Wendy (Devin France, far left) and Peter Pan (Yashua Mack, far right) in Wendy (Photo: Searchlight)

WENDY
★★ (out of four)
DIRECTED BY Benh Zeitlin
STARS Devin France, Yashua Mack

The strain of “magical realism” that informed writer-director-composer Benh Zeitlin’s debut feature, 2012’s lyrical Beasts of the Southern Wild, never fully takes hold in Wendy, a retelling of J.M. Barrie’s Peter Pan from the POV of its leading lady.

Accidentally but interestingly, Zeitlin’s sophomore effort shares basic story strokes with a recent critical and commercial underachiever. Both are set on an island powered by a living orb of light which grants visitors their wishes before turning them sour. Yes, it’s Fantasy Island, too.

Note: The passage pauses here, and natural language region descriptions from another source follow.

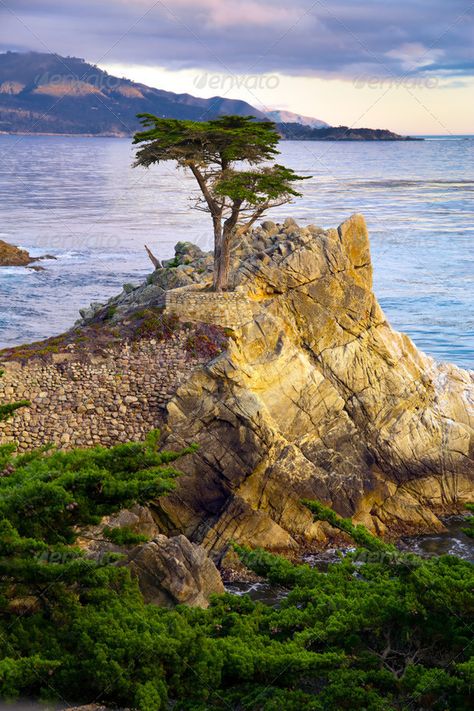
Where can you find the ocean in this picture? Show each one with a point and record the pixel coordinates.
(80, 200)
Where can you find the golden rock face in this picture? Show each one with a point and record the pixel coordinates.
(317, 397)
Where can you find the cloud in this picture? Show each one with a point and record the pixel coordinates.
(341, 38)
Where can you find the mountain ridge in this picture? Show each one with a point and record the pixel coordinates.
(43, 93)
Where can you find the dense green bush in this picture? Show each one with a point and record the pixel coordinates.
(392, 633)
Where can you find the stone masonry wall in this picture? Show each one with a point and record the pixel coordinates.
(113, 398)
(228, 309)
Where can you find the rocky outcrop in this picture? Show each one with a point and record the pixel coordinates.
(174, 571)
(170, 571)
(317, 397)
(11, 256)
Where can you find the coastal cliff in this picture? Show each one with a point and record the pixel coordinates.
(317, 397)
(314, 396)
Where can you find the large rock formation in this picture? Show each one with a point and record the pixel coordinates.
(317, 397)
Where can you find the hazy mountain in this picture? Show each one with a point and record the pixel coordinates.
(45, 93)
(290, 117)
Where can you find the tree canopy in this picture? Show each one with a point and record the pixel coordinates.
(213, 151)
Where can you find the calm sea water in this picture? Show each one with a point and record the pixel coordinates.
(80, 199)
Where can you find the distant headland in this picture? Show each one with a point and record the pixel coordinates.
(48, 94)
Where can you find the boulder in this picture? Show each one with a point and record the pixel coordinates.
(11, 256)
(172, 571)
(317, 397)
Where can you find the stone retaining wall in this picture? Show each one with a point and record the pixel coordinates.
(113, 398)
(228, 309)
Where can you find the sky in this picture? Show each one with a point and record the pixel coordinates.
(405, 65)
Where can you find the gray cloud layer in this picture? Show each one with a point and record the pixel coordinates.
(378, 38)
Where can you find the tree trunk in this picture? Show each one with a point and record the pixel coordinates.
(156, 262)
(222, 260)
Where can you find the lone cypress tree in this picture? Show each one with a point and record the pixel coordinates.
(235, 198)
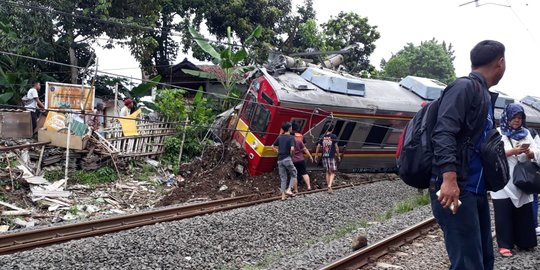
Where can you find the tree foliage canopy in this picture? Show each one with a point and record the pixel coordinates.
(430, 59)
(348, 29)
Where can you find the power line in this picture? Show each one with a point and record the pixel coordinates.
(173, 31)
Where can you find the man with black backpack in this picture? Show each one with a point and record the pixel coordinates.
(458, 188)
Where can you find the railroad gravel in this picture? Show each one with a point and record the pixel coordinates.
(300, 233)
(247, 237)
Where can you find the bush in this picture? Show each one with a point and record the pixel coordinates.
(172, 104)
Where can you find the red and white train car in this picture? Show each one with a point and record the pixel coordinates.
(368, 114)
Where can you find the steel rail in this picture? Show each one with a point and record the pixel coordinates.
(373, 252)
(24, 240)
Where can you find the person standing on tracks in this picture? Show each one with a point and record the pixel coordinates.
(299, 161)
(514, 222)
(536, 138)
(32, 103)
(126, 110)
(284, 146)
(330, 151)
(457, 169)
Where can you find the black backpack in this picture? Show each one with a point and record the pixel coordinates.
(494, 161)
(415, 151)
(414, 155)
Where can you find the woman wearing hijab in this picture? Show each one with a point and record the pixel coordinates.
(513, 207)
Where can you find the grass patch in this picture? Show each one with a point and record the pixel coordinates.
(93, 178)
(407, 205)
(54, 175)
(344, 230)
(147, 171)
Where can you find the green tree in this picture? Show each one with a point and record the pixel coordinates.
(430, 59)
(229, 59)
(243, 17)
(303, 31)
(348, 29)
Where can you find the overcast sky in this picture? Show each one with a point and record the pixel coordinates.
(515, 23)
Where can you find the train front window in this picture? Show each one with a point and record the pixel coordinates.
(251, 104)
(376, 135)
(259, 123)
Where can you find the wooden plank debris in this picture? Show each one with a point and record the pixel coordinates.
(16, 213)
(49, 193)
(11, 206)
(37, 180)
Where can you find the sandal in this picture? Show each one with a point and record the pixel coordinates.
(505, 252)
(290, 194)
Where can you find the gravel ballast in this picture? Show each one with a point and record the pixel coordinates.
(300, 233)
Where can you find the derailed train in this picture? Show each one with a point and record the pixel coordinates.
(368, 115)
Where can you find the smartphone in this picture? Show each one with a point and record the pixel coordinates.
(525, 145)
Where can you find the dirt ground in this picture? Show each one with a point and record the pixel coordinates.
(220, 173)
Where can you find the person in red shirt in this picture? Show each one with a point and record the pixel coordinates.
(299, 161)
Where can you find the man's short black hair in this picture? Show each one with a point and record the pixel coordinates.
(330, 128)
(285, 126)
(485, 52)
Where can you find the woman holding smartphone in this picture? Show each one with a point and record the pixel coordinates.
(514, 222)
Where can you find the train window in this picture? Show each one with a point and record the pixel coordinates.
(338, 127)
(376, 135)
(267, 98)
(347, 132)
(325, 126)
(393, 138)
(259, 123)
(299, 123)
(251, 104)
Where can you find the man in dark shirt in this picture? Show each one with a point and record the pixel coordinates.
(458, 171)
(328, 143)
(285, 148)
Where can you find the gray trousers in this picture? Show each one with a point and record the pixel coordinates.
(286, 166)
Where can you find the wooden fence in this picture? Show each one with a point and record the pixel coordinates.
(149, 142)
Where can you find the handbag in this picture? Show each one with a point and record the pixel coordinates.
(526, 176)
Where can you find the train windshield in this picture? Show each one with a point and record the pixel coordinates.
(259, 123)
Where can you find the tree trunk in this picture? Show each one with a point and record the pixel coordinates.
(72, 58)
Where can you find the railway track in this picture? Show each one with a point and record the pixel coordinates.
(371, 253)
(24, 240)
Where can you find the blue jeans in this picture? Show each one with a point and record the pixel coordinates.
(467, 234)
(535, 210)
(286, 166)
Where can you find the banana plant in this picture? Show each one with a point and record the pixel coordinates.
(229, 59)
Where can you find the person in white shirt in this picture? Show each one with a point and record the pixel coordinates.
(32, 103)
(126, 110)
(513, 210)
(536, 138)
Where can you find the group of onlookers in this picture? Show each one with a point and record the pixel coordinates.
(458, 188)
(516, 215)
(291, 151)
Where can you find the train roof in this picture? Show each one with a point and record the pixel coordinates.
(291, 87)
(294, 88)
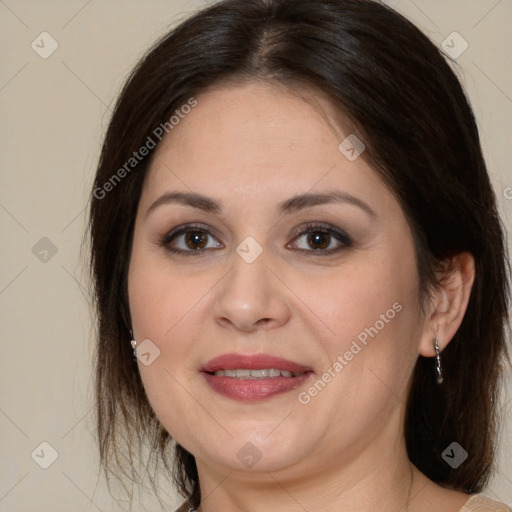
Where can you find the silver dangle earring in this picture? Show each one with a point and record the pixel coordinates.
(438, 362)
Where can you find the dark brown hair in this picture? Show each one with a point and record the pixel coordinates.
(387, 78)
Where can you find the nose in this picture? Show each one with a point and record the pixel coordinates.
(251, 297)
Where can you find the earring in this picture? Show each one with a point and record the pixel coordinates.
(438, 362)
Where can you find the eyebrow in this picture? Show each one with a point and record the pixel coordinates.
(294, 204)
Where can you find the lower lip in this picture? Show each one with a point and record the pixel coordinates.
(252, 390)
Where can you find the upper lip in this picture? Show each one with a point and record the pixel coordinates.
(235, 361)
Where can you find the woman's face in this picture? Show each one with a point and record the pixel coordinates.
(270, 265)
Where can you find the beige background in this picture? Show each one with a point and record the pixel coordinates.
(53, 114)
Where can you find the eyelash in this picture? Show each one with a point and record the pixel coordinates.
(325, 229)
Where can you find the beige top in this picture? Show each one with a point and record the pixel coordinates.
(477, 503)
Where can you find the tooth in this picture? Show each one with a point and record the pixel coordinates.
(259, 373)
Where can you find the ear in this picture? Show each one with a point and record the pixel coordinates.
(448, 303)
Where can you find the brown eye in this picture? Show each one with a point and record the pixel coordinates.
(190, 241)
(196, 239)
(319, 240)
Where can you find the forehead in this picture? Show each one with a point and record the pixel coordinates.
(262, 142)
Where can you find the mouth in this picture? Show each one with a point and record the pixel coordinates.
(254, 377)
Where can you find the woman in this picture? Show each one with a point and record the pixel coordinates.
(293, 227)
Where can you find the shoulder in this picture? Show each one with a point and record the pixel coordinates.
(481, 503)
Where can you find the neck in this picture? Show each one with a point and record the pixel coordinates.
(384, 481)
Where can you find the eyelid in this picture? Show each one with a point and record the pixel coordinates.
(340, 235)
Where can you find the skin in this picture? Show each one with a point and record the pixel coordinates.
(251, 146)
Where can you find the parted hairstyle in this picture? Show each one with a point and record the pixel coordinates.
(394, 85)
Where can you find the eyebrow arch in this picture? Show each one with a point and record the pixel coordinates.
(295, 203)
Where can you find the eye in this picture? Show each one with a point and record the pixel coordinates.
(189, 240)
(323, 239)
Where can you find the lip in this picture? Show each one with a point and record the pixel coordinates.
(253, 389)
(233, 361)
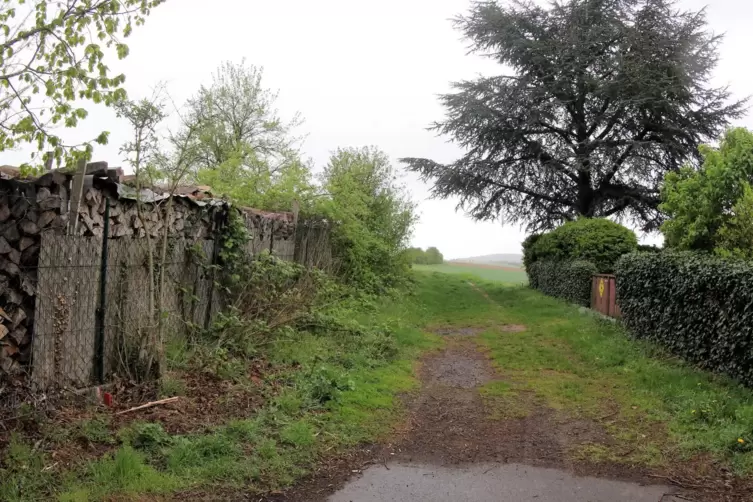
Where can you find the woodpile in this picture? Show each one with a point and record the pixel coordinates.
(26, 210)
(31, 208)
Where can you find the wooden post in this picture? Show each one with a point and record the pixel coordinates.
(76, 193)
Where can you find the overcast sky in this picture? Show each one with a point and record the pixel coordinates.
(361, 73)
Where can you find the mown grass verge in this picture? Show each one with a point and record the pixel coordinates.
(328, 389)
(658, 410)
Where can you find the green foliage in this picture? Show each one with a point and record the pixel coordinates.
(655, 409)
(646, 248)
(145, 437)
(53, 54)
(21, 473)
(126, 471)
(245, 150)
(594, 102)
(569, 280)
(259, 186)
(698, 306)
(372, 216)
(431, 256)
(596, 240)
(710, 209)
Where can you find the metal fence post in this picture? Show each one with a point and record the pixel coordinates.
(99, 343)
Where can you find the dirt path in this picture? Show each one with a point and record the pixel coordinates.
(459, 446)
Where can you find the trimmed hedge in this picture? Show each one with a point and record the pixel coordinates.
(569, 280)
(698, 306)
(596, 240)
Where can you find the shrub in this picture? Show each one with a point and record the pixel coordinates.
(595, 240)
(646, 248)
(569, 280)
(696, 305)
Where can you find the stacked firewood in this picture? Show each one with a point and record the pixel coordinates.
(26, 211)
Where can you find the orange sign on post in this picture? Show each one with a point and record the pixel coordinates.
(604, 295)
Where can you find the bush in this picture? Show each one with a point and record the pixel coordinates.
(696, 305)
(569, 280)
(647, 248)
(595, 240)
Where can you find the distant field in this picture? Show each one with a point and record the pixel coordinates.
(494, 273)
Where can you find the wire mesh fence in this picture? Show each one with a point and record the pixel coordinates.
(100, 307)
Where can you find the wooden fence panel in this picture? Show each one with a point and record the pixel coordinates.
(65, 310)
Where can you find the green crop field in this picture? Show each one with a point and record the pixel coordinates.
(486, 272)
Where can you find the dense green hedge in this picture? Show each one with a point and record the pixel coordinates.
(699, 306)
(597, 240)
(569, 280)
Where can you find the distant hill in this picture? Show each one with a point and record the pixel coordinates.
(515, 260)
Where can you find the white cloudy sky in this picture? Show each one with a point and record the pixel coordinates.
(361, 73)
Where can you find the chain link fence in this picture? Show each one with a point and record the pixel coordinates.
(94, 309)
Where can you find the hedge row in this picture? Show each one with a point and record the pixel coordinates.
(569, 280)
(698, 306)
(596, 240)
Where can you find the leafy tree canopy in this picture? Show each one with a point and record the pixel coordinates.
(52, 57)
(372, 214)
(712, 209)
(245, 150)
(604, 98)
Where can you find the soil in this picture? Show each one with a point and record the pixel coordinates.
(450, 424)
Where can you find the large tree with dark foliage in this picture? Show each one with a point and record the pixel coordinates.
(604, 98)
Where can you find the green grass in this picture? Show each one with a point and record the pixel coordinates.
(331, 390)
(337, 388)
(658, 410)
(479, 272)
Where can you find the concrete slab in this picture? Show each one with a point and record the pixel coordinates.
(490, 483)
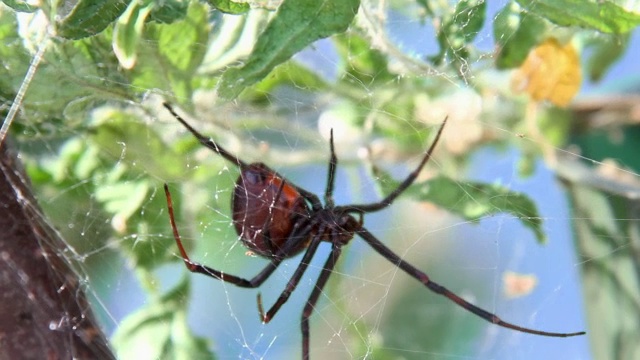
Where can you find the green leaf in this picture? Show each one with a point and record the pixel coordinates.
(126, 138)
(603, 15)
(605, 51)
(170, 11)
(610, 277)
(363, 62)
(516, 32)
(128, 31)
(297, 24)
(460, 29)
(169, 55)
(123, 198)
(160, 331)
(230, 7)
(470, 200)
(21, 6)
(90, 17)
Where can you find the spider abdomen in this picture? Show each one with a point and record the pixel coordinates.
(262, 218)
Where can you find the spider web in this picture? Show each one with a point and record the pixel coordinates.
(369, 308)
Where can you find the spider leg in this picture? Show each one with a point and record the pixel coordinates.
(295, 279)
(315, 294)
(333, 163)
(203, 269)
(402, 187)
(205, 140)
(378, 246)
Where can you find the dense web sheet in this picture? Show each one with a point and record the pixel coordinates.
(99, 181)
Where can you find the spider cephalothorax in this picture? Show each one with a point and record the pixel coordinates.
(277, 220)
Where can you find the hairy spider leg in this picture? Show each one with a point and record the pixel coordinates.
(412, 271)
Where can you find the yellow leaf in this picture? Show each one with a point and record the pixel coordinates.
(516, 285)
(550, 72)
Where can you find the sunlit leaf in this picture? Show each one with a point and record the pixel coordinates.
(127, 33)
(297, 24)
(602, 15)
(517, 285)
(22, 6)
(460, 28)
(89, 17)
(516, 32)
(160, 331)
(362, 62)
(230, 7)
(170, 11)
(470, 200)
(605, 51)
(550, 72)
(170, 54)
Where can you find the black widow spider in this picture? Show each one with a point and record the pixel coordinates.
(277, 219)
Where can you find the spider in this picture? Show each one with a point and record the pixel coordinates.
(277, 219)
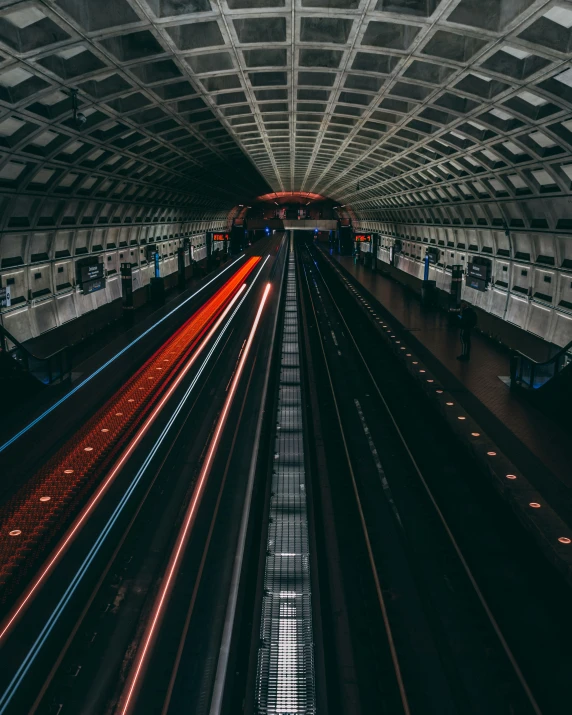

Wendy gets off to an intriguing start as the title character (Devin France) and her twin brothers (Gage and Gavin Naquin), living in a small Louisiana town with their hard-working single mom (Shay Walker), spot a mysterious boy named Peter (Yashua Mack) riding atop a passing freight train and elect to join him. After an interesting travel trajectory, the siblings find themselves on a volcanic island already populated by other small children. It’s now that the movie’s magic can really flourish.

Instead, what follows is a rambling, muddled and occasionally dry story that spends an awful long time on the kids’ carefree cavorting before switching gears to focus on the tension between these youths and the adults — former lost boys (and girls) who grew up against their will — relegated to the other side of the island. Zeitlin (co-scripting with his sister Eliza Zeitlin) himself gets lost trying to find something new to add to the tale’s conflict of never growing up versus the need to accept adult responsibilities — consequently, his conclusion is a jumble of mismatched ideals and emotions.

The character of Peter Pan is particularly problematic. In most interpretations, the lad has always been something of a brat, but that quality is tempered by his wide-eyed innocence and a pitiable misunderstanding of how the world works. This Peter seems less an enchanted innocent and more a bad seed with a nasty streak — one doesn’t want to see him fly as much as one wants to see him locked in a bedroom for a lengthy time-out.

The manner in which this film adds Captain Hook to the narrative is clever, but those looking for Tinker Bell will be disappointed that she’s a no-show (ditto Tiger Lily, Nana and that ticking crocodile). No matter: In the original text, Tinker Bell is brought back from a near-death experience by the enthusiastic clapping of children. Alas, not even a standing ovation from Neverland devotees could pump life into this torpid undertaking.